Rabbi Aaron Teitelbaum, based in Kiryas Joel, and his younger brother, Zalman, based in Brooklyn, have been struggling for control since even before the 2006 death of their father, Rabbi Moses Teitelbaum, who succeeded Joel Teitelbaum as grand rebbe in 1979.
Both make separate trips to the grave site, and fights have erupted among their supporters in the past. But Moses Witriol, the village's public safety officer, said Aaron Teitelbaum gave strict instructions to his followers on Saturday: keep it peaceful.

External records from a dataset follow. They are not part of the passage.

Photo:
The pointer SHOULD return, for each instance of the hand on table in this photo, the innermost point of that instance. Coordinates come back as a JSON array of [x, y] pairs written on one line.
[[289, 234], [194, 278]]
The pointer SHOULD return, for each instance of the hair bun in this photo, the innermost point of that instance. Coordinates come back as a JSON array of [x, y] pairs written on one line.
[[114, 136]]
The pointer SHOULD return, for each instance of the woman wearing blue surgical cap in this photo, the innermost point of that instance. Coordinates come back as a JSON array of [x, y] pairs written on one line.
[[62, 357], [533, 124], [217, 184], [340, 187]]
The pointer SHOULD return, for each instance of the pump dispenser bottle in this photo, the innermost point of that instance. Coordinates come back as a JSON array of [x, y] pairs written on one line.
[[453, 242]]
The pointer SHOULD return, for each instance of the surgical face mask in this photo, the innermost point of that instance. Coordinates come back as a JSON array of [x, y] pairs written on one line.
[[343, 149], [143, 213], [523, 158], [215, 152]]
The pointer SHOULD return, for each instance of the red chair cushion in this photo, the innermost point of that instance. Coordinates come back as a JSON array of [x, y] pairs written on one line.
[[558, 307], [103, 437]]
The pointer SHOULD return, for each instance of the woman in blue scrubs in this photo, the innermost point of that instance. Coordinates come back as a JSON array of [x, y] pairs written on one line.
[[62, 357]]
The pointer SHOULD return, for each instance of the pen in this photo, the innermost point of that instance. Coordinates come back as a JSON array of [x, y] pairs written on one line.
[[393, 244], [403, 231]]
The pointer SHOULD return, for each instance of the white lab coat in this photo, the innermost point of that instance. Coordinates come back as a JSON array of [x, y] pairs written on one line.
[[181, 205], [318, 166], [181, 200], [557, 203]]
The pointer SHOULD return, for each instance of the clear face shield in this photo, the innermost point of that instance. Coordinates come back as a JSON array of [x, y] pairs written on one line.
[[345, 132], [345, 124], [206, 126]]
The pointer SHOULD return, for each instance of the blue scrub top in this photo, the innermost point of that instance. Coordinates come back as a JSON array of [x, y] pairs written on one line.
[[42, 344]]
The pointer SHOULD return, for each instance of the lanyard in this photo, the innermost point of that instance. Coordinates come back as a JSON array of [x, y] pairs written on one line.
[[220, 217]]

Aaron made his trip quietly to his great-uncle's grave site around midday Sunday. Zalman's visit, about four hours later, was not as quiet. As a state police helicopter circled overhead, his caravan pulled into the cemetery and stopped at the gates, surrounded by hundreds of Hasidic men and boys.
They climbed on cars and elbowed their way, trying to spot him through darkly tinted car windows.
But that was as heated as things got. Zalman Teitelbaum visited the grave site, got back in his car and headed back to Brooklyn.
What would Moses Teitelbaum think about the tension sown by his sons' dispute?
"The father," Witriol said, shaking his head, "he would never have taken it."